The EU import duty on standard cars such as hatchbacks and minivans is indeed 10 per cent versus the US’s 2.5 per cent. But the US production of light trucks, including pick-ups, has long sheltered behind a 25 per cent tariff wall. The duty is known as the “chicken tax” after Lyndon B Johnson imposed it in 1964 in retaliation for European levies on American poultry. Industry experts say the Big Three car companies in Detroit — Ford, General Motors and Chrysler (now part of the Stellantis group) — have accordingly increasingly focused their innovation on making pick-up trucks and used the same platforms and components to develop gas-guzzling large sport utility vehicles (SUVs). Felipe Munoz, senior analyst at the market intelligence company Jato Dynamics, told me that while pick-ups and heavy SUVs were only 17 per cent of US light vehicle sales, “it’s where the Big Three US manufacturers make most of their money in the American market”. The rest of the world, however, tends to have narrower roads and higher fuel taxes than the US. “The protection has made the US car manufacturers less competitive globally,” Munoz told me.

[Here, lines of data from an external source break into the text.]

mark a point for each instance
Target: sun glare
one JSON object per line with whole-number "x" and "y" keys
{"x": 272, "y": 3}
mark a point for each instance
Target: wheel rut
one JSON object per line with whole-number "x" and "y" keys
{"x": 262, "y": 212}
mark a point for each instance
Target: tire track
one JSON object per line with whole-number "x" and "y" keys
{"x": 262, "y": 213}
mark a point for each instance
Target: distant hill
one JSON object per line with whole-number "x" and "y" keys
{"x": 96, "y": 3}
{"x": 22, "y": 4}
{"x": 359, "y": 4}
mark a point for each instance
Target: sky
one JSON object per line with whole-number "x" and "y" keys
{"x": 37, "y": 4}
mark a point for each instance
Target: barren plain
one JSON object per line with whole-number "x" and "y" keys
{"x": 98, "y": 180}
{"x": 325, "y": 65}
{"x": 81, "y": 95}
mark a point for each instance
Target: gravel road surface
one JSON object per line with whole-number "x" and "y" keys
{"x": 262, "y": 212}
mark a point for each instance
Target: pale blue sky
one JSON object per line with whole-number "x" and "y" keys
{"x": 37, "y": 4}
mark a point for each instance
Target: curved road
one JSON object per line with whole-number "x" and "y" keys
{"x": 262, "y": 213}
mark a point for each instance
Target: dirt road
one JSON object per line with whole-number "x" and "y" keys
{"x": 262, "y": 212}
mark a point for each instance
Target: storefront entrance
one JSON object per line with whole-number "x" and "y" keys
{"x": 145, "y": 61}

Japanese companies make family cars popular around the world: Detroit does not... It’s not EU protectionism that hurts American carmakers abroad. The European Commission has long had an open offer to the US to cut all industrial goods tariffs including cars to nil, which the US has failed to take up.

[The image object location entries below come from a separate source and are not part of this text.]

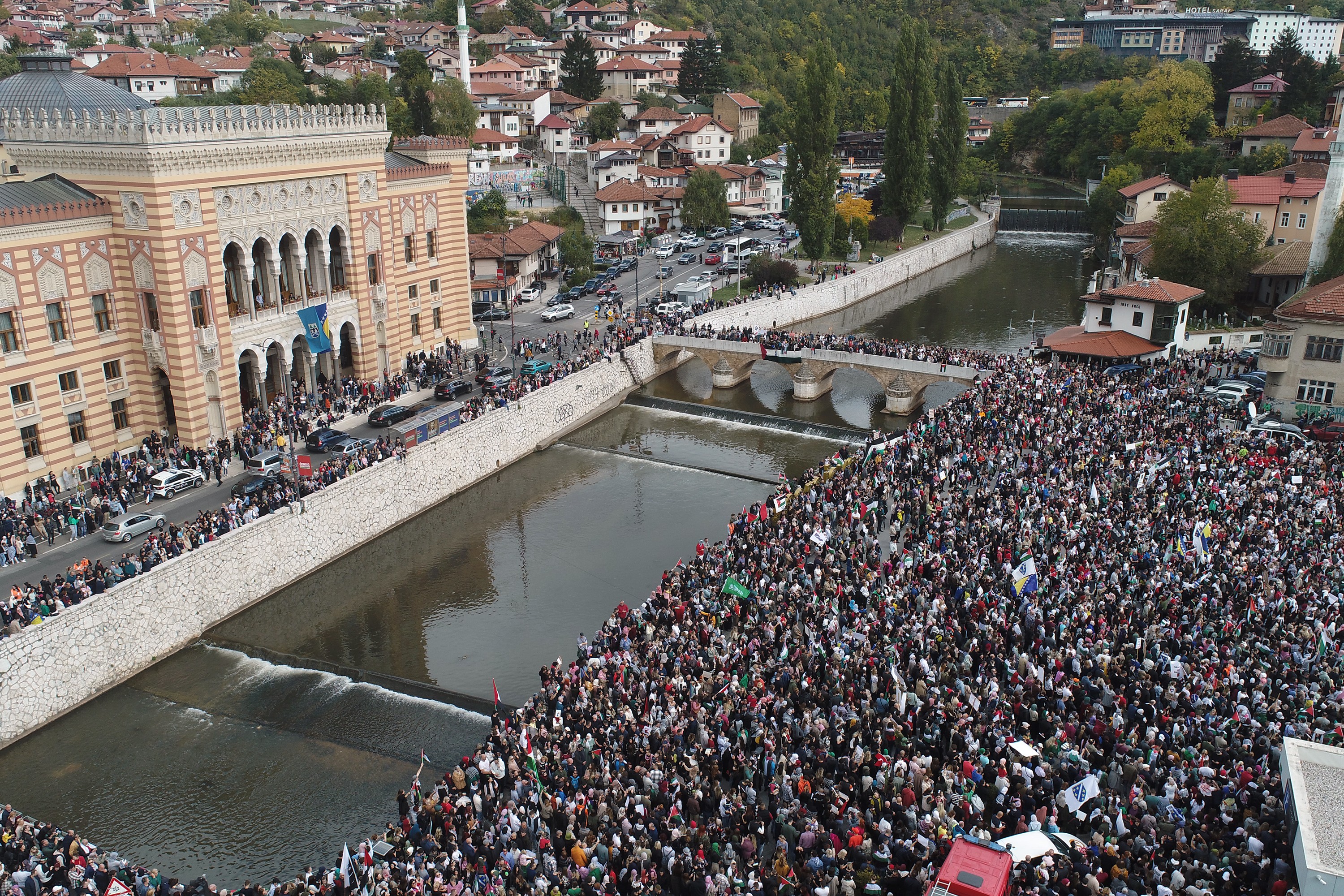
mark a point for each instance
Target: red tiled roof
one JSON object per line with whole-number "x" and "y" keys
{"x": 487, "y": 136}
{"x": 1143, "y": 229}
{"x": 1310, "y": 142}
{"x": 1076, "y": 340}
{"x": 1133, "y": 190}
{"x": 1281, "y": 127}
{"x": 1262, "y": 190}
{"x": 1163, "y": 292}
{"x": 1322, "y": 303}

16. OpenAI facts of the day
No other company has ever built a consumer internet empire so fast. It took Google 13 years to reach 1bn users, while Facebook reached the same milestone in eight. Thanks to the viral success of ChatGPT, OpenAI looks on track to get there in three... chief executive Sam Altman said last week that its audience had doubled in a matter of weeks and now comprises a tenth of the world’s population. This is mind-boggling — ChatGPT only passed 200mn weekly visitors last August. Rapid growth has left the company little time to address some of the most fundamental questions for any consumer internet company.

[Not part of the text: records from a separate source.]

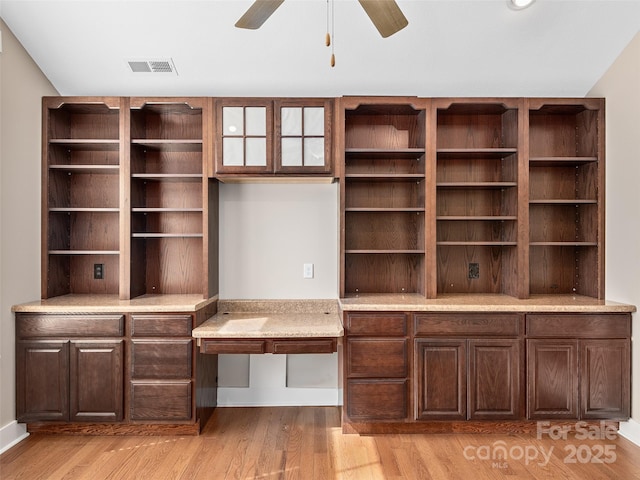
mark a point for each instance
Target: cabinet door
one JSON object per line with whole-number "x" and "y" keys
{"x": 494, "y": 379}
{"x": 96, "y": 380}
{"x": 442, "y": 379}
{"x": 552, "y": 379}
{"x": 605, "y": 378}
{"x": 42, "y": 380}
{"x": 303, "y": 135}
{"x": 244, "y": 136}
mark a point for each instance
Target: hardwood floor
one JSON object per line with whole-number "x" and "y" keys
{"x": 307, "y": 443}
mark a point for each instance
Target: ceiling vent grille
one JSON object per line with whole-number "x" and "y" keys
{"x": 152, "y": 66}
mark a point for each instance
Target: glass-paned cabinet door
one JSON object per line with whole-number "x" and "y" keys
{"x": 303, "y": 140}
{"x": 244, "y": 136}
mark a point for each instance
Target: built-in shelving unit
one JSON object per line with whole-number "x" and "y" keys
{"x": 384, "y": 197}
{"x": 169, "y": 196}
{"x": 476, "y": 195}
{"x": 566, "y": 154}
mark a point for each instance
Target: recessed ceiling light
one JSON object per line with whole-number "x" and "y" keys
{"x": 519, "y": 4}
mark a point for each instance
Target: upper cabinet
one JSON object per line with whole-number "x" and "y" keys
{"x": 273, "y": 137}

17. Semiconductor chip supply chain
Those supply chains cross so many borders that “no one [country] is self sufficient — not even close,” Chris Miller, a Tufts professor, added, noting that while Japan dominates the wafer business (with a 56 per cent market share), the US has a 96 per cent share in electronic design automation software and Taiwan controls more than 95 per cent of advanced chipmaking. Meanwhile, China processes more than 90 per cent of many critical minerals and magnets needed to make digital goods.